Four years ago, the Bahati Vocational Training Center began making huge strides to increase enrollment. At the time there were only 30 students and females in the group were showing scant interest in courses predominantly associated with men; like masonry and electrical wiring.
Today things are a lot different. Enrollment has increased 200 percent with an average of 100 students per year. Female student enrollment has increased by 40 percent and their vocational preference is shifting. The center has seen an increase in female interest towards studying plumbing, masonry; and electrical wiring courses. These huge gains are a direct result of the Behavior Change Campaign spearheaded by the K-YES Program.

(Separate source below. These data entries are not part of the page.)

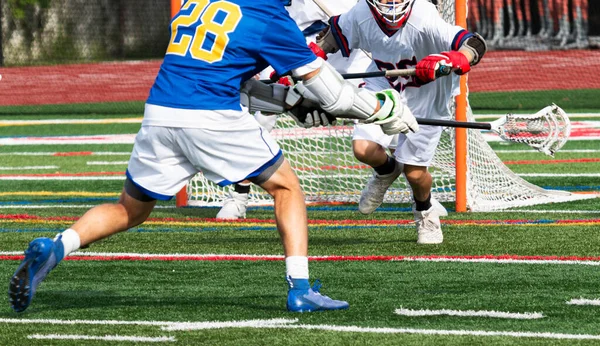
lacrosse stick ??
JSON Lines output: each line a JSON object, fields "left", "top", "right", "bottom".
{"left": 264, "top": 65, "right": 452, "bottom": 84}
{"left": 415, "top": 104, "right": 570, "bottom": 156}
{"left": 341, "top": 65, "right": 452, "bottom": 80}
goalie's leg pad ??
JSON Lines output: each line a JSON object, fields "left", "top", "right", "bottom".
{"left": 302, "top": 61, "right": 378, "bottom": 121}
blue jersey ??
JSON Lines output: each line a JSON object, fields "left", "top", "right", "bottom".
{"left": 147, "top": 0, "right": 317, "bottom": 111}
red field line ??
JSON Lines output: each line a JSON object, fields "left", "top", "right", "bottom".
{"left": 2, "top": 253, "right": 600, "bottom": 263}
{"left": 504, "top": 158, "right": 600, "bottom": 165}
{"left": 53, "top": 151, "right": 94, "bottom": 156}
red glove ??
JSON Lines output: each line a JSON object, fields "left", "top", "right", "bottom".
{"left": 415, "top": 51, "right": 470, "bottom": 84}
{"left": 269, "top": 71, "right": 294, "bottom": 86}
{"left": 308, "top": 42, "right": 328, "bottom": 60}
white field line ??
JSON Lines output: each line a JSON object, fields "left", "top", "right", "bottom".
{"left": 0, "top": 317, "right": 293, "bottom": 328}
{"left": 2, "top": 251, "right": 600, "bottom": 266}
{"left": 394, "top": 308, "right": 544, "bottom": 319}
{"left": 163, "top": 320, "right": 600, "bottom": 340}
{"left": 0, "top": 118, "right": 142, "bottom": 126}
{"left": 4, "top": 318, "right": 600, "bottom": 341}
{"left": 566, "top": 298, "right": 600, "bottom": 306}
{"left": 0, "top": 152, "right": 131, "bottom": 156}
{"left": 87, "top": 161, "right": 129, "bottom": 165}
{"left": 0, "top": 134, "right": 136, "bottom": 145}
{"left": 0, "top": 166, "right": 58, "bottom": 170}
{"left": 28, "top": 334, "right": 174, "bottom": 342}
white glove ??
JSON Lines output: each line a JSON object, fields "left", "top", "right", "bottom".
{"left": 286, "top": 82, "right": 337, "bottom": 128}
{"left": 288, "top": 108, "right": 336, "bottom": 128}
{"left": 365, "top": 89, "right": 419, "bottom": 135}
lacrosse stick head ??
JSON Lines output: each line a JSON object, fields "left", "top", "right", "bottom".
{"left": 496, "top": 104, "right": 570, "bottom": 156}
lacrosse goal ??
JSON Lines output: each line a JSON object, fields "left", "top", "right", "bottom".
{"left": 176, "top": 0, "right": 592, "bottom": 211}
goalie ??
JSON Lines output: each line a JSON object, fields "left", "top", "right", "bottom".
{"left": 312, "top": 0, "right": 487, "bottom": 244}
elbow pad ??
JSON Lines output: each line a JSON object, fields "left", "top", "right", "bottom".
{"left": 461, "top": 32, "right": 487, "bottom": 66}
{"left": 301, "top": 61, "right": 377, "bottom": 120}
{"left": 316, "top": 26, "right": 340, "bottom": 55}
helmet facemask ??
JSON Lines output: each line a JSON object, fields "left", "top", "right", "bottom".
{"left": 367, "top": 0, "right": 415, "bottom": 30}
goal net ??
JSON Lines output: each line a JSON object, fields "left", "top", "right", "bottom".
{"left": 183, "top": 0, "right": 593, "bottom": 211}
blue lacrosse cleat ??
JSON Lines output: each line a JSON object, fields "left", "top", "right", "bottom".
{"left": 286, "top": 277, "right": 349, "bottom": 312}
{"left": 8, "top": 237, "right": 64, "bottom": 313}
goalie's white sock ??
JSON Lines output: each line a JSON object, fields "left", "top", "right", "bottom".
{"left": 285, "top": 256, "right": 309, "bottom": 279}
{"left": 54, "top": 228, "right": 81, "bottom": 256}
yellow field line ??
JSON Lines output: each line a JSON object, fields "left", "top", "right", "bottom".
{"left": 3, "top": 219, "right": 599, "bottom": 228}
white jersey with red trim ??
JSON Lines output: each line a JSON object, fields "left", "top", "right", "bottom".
{"left": 330, "top": 0, "right": 471, "bottom": 119}
{"left": 286, "top": 0, "right": 358, "bottom": 32}
{"left": 285, "top": 0, "right": 372, "bottom": 83}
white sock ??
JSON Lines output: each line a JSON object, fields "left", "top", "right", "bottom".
{"left": 54, "top": 228, "right": 81, "bottom": 256}
{"left": 285, "top": 256, "right": 309, "bottom": 279}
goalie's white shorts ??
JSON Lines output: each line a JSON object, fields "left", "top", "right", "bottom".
{"left": 352, "top": 123, "right": 443, "bottom": 167}
{"left": 127, "top": 108, "right": 282, "bottom": 201}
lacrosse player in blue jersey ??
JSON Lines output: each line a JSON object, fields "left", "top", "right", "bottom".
{"left": 9, "top": 0, "right": 418, "bottom": 313}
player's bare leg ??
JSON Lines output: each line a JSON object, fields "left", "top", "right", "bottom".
{"left": 353, "top": 139, "right": 402, "bottom": 214}
{"left": 9, "top": 184, "right": 156, "bottom": 312}
{"left": 259, "top": 159, "right": 348, "bottom": 312}
{"left": 404, "top": 165, "right": 447, "bottom": 244}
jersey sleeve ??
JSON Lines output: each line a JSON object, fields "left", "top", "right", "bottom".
{"left": 328, "top": 8, "right": 363, "bottom": 58}
{"left": 424, "top": 7, "right": 473, "bottom": 52}
{"left": 260, "top": 8, "right": 318, "bottom": 76}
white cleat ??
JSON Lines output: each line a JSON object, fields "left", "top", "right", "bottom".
{"left": 358, "top": 162, "right": 403, "bottom": 215}
{"left": 413, "top": 198, "right": 447, "bottom": 245}
{"left": 216, "top": 191, "right": 249, "bottom": 220}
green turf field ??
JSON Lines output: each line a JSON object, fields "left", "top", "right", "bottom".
{"left": 0, "top": 107, "right": 599, "bottom": 345}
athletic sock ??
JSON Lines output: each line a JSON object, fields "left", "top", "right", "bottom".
{"left": 234, "top": 183, "right": 251, "bottom": 194}
{"left": 373, "top": 155, "right": 396, "bottom": 176}
{"left": 414, "top": 194, "right": 432, "bottom": 212}
{"left": 285, "top": 256, "right": 309, "bottom": 280}
{"left": 54, "top": 228, "right": 81, "bottom": 256}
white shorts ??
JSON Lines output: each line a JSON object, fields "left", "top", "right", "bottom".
{"left": 127, "top": 111, "right": 281, "bottom": 200}
{"left": 352, "top": 124, "right": 443, "bottom": 167}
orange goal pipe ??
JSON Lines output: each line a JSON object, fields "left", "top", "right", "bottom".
{"left": 454, "top": 0, "right": 468, "bottom": 212}
{"left": 171, "top": 0, "right": 189, "bottom": 207}
{"left": 171, "top": 0, "right": 182, "bottom": 18}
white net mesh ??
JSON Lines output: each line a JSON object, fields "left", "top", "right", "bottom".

“As a result of the campaigns, we have managed to combat the stigma surrounding vocational training,” said Kepha Nyamwembe, the manager of the training center.
“Initially, many students viewed vocational training with much disdain. They regarded the institutions as a place for failures. So far, our collaboration with K-YES is bearing fruits.”
The center is among many others in counties with a K-YES presence that completed the campaign on how to change the perception towards vocational training and increase enrollment.
The training revolves around branding and messaging that helps to alleviate the stigma that surrounds vocational training, and best practices of how to package and disseminate content.
For example, before the campaign the center did not have any signs placed in strategic places. It had invested less in IEC materials (banners, calendars and brochures) and did not have a presence online.
Three years after the campaign began, the results are tangible. The center has invested in appropriate signage, produced and disseminated quality IEC materials, developed a website and implemented behavior change through key messaging aimed at demystifying vocational training.
The center is also among 17 other institutions that received a grant of over $300,000 for the acquisition of learning materials and preparation of a strategic plan. The institution has also previously benefited from a one-million-dollar donation from RTI International that led to renovations for better learning.